Analyse. Alors candidat à la présidence, Joe Biden avait promis de construire un système migratoire « juste et humain ». Le slogan était prometteur pour tous ceux qui observent le traitement des migrants se pressant à la frontière avec le Mexique. Il existait un espoir de rupture avec la « tolérance zéro » de l’ère Trump, qui avait entraîné une séparation épouvantable entre près de 5 000 enfants et leurs parents. Au premier jour de son entrée en fonctions, Joe Biden avait annoncé l’arrêt de la construction du mur frontalier, tant prisé par son prédécesseur. « Pas une solution politique sérieuse », disait le communiqué officiel.
Dix-huit mois plus tard, le bilan démocrate semble bien terne, à la fois dans les faits et dans leur perception par l’opinion publique.
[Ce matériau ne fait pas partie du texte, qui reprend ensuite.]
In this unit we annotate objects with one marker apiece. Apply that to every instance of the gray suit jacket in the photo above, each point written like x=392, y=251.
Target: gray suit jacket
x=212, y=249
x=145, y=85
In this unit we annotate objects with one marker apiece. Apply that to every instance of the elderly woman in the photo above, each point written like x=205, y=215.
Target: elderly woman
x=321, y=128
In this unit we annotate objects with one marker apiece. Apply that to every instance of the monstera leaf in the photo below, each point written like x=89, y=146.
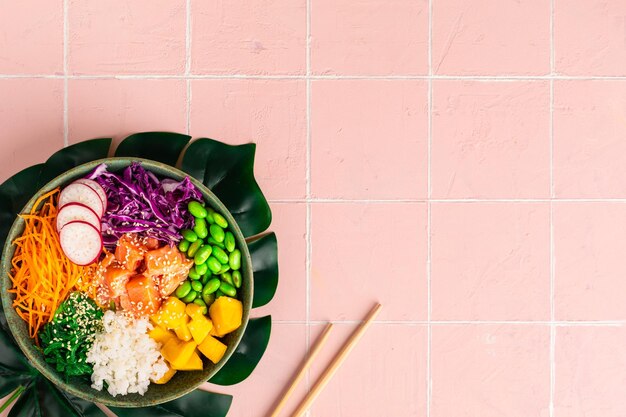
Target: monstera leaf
x=229, y=172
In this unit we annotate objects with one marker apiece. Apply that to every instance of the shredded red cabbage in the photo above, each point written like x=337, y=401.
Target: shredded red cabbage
x=138, y=202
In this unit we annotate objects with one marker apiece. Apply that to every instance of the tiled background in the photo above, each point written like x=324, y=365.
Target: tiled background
x=461, y=161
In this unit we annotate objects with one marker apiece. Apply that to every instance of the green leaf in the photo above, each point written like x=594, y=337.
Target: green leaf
x=159, y=146
x=248, y=353
x=229, y=172
x=198, y=403
x=264, y=253
x=14, y=194
x=72, y=156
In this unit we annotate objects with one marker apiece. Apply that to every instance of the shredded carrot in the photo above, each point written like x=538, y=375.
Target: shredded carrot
x=42, y=275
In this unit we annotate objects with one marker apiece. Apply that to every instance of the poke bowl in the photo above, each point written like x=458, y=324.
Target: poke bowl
x=126, y=282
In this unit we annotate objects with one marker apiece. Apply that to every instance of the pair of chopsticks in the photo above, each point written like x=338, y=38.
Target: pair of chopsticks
x=329, y=371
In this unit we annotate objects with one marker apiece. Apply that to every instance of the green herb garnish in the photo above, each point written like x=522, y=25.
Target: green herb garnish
x=66, y=340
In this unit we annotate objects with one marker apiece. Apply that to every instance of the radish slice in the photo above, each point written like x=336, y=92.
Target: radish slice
x=81, y=242
x=77, y=212
x=96, y=187
x=83, y=194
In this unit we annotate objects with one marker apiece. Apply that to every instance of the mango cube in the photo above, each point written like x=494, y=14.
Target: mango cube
x=212, y=348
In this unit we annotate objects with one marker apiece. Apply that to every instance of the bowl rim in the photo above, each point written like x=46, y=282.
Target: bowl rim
x=29, y=349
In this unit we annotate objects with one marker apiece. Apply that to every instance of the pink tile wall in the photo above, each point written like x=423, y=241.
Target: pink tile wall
x=460, y=161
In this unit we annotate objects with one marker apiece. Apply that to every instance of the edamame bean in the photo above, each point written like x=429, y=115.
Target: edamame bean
x=214, y=242
x=193, y=248
x=211, y=286
x=214, y=265
x=227, y=277
x=193, y=274
x=189, y=235
x=183, y=245
x=202, y=304
x=237, y=279
x=197, y=210
x=201, y=269
x=202, y=255
x=196, y=286
x=234, y=260
x=190, y=297
x=200, y=228
x=228, y=289
x=183, y=289
x=217, y=233
x=229, y=241
x=220, y=220
x=220, y=255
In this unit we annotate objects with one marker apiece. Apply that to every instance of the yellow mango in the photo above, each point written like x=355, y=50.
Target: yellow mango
x=167, y=376
x=193, y=364
x=226, y=314
x=194, y=310
x=160, y=335
x=182, y=331
x=200, y=327
x=212, y=348
x=177, y=353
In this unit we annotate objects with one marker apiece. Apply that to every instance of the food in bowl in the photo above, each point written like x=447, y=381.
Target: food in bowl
x=126, y=279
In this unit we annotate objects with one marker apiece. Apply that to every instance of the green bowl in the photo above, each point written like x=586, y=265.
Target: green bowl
x=183, y=382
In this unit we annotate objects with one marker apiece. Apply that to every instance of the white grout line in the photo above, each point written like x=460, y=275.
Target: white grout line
x=66, y=140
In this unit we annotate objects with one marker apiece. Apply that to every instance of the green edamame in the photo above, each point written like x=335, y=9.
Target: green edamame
x=190, y=297
x=217, y=233
x=189, y=235
x=202, y=255
x=200, y=228
x=229, y=241
x=183, y=289
x=183, y=245
x=237, y=279
x=197, y=210
x=227, y=277
x=234, y=260
x=211, y=286
x=220, y=255
x=220, y=220
x=196, y=286
x=214, y=265
x=228, y=289
x=193, y=248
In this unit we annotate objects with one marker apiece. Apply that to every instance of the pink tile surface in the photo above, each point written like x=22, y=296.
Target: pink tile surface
x=248, y=37
x=589, y=241
x=590, y=372
x=589, y=37
x=490, y=261
x=268, y=112
x=31, y=41
x=368, y=253
x=491, y=37
x=490, y=139
x=589, y=146
x=120, y=37
x=25, y=143
x=490, y=371
x=369, y=139
x=368, y=37
x=391, y=358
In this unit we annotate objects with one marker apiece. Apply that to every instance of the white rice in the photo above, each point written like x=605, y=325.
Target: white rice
x=124, y=356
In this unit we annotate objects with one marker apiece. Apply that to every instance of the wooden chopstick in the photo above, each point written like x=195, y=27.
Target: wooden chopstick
x=321, y=340
x=336, y=362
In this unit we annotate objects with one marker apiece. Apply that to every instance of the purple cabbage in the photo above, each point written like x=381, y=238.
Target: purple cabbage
x=138, y=202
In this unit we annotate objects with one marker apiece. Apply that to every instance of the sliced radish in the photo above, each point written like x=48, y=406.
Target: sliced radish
x=83, y=194
x=96, y=187
x=72, y=212
x=81, y=242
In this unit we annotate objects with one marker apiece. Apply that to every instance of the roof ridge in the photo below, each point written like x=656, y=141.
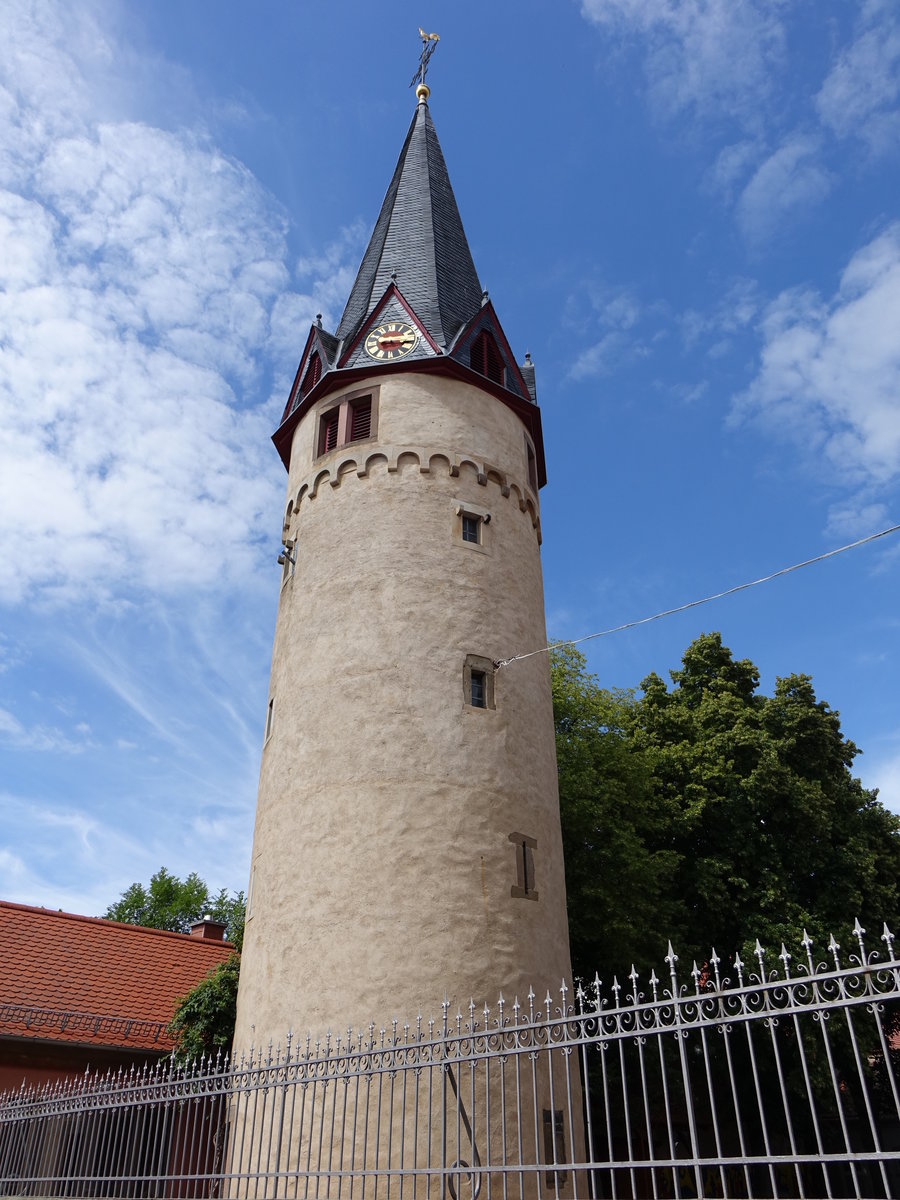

L’administration a préféré se consacrer à d’autres priorités, notamment économiques, plutôt que de s’emparer de ce sujet complexe, alors que le continent sud-américain est confronté à des traumatismes climatiques, politiques et sociaux de grande ampleur, poussant des millions de personnes à remonter vers le nord. Fin septembre, le nombre d’interpellations à la frontière entre le Mexique et les Etats-Unis a atteint un niveau historique : 2,38 millions sur un an, soit une augmentation de 37 % par rapport à 2021. Cette statistique comprend de nombreux auteurs de plusieurs passages. Les autorités locales et fédérales sont débordées, la justice est engorgée, et les communautés frontalières sont sous pression.
Ce n’est pas un hasard si, depuis septembre, les républicains bénéficient de vents favorables avant les élections de mi-mandat du mardi 8 novembre. Ils ne cessent d’insister sur cette question migratoire, liée dans leur esprit – et dans leur esprit seulement – à la criminalité et notamment au trafic de fentanyl (drogue opioïde), réduisant cet enjeu à une affaire d’« invasion », comme une maison menacée par des termites. Leur solution ? Plus de contrôles, plus de policiers, plus de répression, plus de mur, celui promis par Donald Trump n’étant pas achevé. Près de 725 kilomètres ont été érigés, pour 11 milliards de dollars (la même somme en euros). Les démocrates présentent là une forte vulnérabilité, identifiée de longue date, qui conduit une partie du public latino, dans les Etats du Sud, à se tourner vers les républicains.
Le gouverneur de Floride, Ron DeSantis, et son collègue du Texas, Greg Abbott – tous deux candidats à leur réélection le 8 novembre –, ont provoqué une vive controverse depuis l’été en organisant des charters et des bus de réfugiés vers d’autres Etats américains, pour supposément partager le fardeau. Leur instrumentalisation de la détresse humaine a été dénoncée. Mais leur but a été atteint : replacer la question migratoire au cœur du débat public, au détriment de l’avortement, qui mobilisait le camp démocrate.